Small Foreign Object Detection in Automated Sugar Dispensing Processes Based on Lightweight Deep Learning Networks

Abstract

This study addresses the challenges that conventional network models face in detecting small foreign objects on industrial production lines, exemplified by scenarios where a single piece of iron filing occupies approximately 0.002% of the image area. To tackle this, we introduce an enhanced YOLOv8-MeY model for detecting foreign objects on the surface of sugar bags. Firstly, the introduction of a 160 × 160-scale small object detection layer and integration of the Global Attention Mechanism (GAM) attention module into the feature fusion network (Neck) increased the network’s focus on small objects. This enhancement improved the network’s feature extraction and fusion capabilities, which ultimately increased the accuracy of small object detection. Secondly, the model employs the lightweight network GhostNet, replacing YOLOv8’s principal feature extraction network, DarkNet53. This adaptation not only diminishes the quantity of network parameters but also augments feature extraction capabilities.

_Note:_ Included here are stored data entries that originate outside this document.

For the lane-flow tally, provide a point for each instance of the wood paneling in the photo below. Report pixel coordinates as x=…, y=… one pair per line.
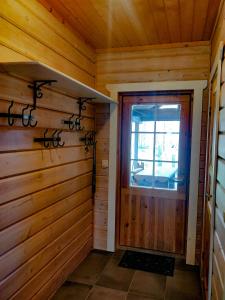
x=101, y=196
x=145, y=225
x=131, y=23
x=219, y=32
x=30, y=32
x=152, y=63
x=184, y=71
x=46, y=211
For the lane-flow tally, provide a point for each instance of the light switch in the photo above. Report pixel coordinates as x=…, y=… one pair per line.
x=105, y=164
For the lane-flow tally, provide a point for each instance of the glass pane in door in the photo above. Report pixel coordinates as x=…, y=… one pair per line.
x=155, y=132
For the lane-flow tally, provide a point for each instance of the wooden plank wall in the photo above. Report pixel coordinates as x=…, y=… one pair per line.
x=185, y=61
x=101, y=196
x=30, y=32
x=46, y=214
x=46, y=209
x=218, y=276
x=218, y=33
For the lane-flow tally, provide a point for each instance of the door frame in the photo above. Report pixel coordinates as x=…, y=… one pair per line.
x=197, y=87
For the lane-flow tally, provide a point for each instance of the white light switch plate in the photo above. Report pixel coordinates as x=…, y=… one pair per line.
x=105, y=164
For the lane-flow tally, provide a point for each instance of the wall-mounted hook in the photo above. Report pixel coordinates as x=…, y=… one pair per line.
x=74, y=124
x=59, y=139
x=89, y=140
x=54, y=139
x=27, y=119
x=37, y=92
x=10, y=115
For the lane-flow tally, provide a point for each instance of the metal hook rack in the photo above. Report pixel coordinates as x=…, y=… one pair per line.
x=37, y=92
x=74, y=123
x=54, y=139
x=89, y=140
x=26, y=118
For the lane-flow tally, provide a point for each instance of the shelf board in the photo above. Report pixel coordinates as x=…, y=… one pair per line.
x=65, y=84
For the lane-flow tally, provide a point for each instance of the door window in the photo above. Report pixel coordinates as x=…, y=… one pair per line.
x=154, y=149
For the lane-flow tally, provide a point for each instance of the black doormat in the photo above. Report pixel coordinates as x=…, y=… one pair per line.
x=148, y=262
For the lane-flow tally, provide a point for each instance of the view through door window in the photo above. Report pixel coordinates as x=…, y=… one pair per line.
x=155, y=131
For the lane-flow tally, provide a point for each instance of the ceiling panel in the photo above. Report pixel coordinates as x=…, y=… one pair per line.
x=124, y=23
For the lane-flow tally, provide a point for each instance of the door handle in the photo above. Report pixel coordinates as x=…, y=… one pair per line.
x=179, y=179
x=208, y=196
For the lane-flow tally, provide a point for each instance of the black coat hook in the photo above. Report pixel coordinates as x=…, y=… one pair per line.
x=59, y=139
x=10, y=115
x=54, y=139
x=27, y=119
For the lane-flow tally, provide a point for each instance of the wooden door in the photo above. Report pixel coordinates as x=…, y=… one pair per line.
x=154, y=172
x=210, y=167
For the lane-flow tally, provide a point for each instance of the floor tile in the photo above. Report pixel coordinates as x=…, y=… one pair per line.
x=72, y=291
x=131, y=296
x=89, y=271
x=102, y=293
x=148, y=284
x=180, y=264
x=184, y=285
x=116, y=277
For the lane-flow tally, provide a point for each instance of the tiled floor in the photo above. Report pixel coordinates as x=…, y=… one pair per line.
x=100, y=278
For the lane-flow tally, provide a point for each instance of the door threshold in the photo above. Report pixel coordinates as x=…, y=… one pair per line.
x=151, y=252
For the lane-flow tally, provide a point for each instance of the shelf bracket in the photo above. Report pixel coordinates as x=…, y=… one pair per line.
x=37, y=92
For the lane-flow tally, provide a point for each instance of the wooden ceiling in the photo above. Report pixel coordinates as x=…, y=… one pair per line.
x=124, y=23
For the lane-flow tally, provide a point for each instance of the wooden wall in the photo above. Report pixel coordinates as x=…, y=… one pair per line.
x=186, y=61
x=30, y=32
x=46, y=214
x=101, y=196
x=218, y=275
x=219, y=32
x=46, y=210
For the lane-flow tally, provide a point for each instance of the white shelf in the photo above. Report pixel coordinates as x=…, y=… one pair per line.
x=37, y=71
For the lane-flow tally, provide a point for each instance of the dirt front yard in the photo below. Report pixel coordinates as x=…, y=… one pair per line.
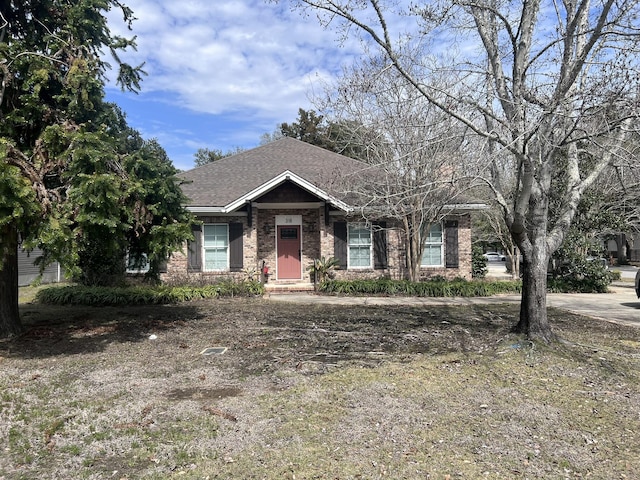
x=315, y=392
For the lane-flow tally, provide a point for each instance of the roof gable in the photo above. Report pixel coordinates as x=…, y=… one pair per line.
x=227, y=184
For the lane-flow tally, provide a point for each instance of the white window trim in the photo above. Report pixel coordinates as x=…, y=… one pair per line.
x=440, y=243
x=204, y=249
x=360, y=267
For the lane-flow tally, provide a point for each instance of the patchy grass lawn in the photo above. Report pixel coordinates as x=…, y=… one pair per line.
x=315, y=392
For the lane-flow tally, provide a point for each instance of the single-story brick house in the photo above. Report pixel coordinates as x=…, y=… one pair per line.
x=273, y=206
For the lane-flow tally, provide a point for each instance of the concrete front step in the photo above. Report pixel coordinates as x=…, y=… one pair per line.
x=288, y=287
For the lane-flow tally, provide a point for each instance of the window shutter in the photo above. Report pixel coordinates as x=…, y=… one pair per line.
x=451, y=244
x=194, y=250
x=340, y=243
x=380, y=245
x=236, y=256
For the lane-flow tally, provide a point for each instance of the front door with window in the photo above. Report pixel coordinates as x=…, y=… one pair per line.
x=289, y=253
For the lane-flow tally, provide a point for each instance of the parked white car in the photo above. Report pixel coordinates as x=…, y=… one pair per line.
x=494, y=257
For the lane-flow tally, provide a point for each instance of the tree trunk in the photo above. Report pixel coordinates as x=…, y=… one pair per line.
x=533, y=307
x=10, y=323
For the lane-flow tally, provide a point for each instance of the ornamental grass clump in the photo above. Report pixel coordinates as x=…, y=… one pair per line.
x=438, y=287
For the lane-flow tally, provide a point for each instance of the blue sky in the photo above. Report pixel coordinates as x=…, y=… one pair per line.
x=223, y=72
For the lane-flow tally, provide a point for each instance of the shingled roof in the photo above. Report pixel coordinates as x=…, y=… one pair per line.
x=223, y=184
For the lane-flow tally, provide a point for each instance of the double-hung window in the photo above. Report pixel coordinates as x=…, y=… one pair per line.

Furthermore, we substituted the Bottleneck in the C2f of the YOLOv8 model with the Spatial and Channel Reconstruction Convolution (SCConv) module, which, by mitigating the spatial and channel redundancy inherent in standard convolutions, reduced computational demands while elevating the performance of the convolutional network model. The model has been effectively applied to the automated sugar dispensing process in food factories, exhibiting exemplary performance. In detecting diverse foreign objects like 2 mm iron filings, 7 mm wires, staples, and cockroaches, the YOLOv8-MeY model surpasses the Faster R-CNN model and the contemporaneous YoloV8n model of equivalent parameter scale across six metrics: precision, recall, mAP@0.5, parameters, GFLOPs, and model size. Through 400 manual placement tests involving four types of foreign objects, our statistical results reveal that the model achieves a recognition rate of up to 92.25%. Ultimately, we have successfully deployed this model in automated sugar bag dispensing scenarios.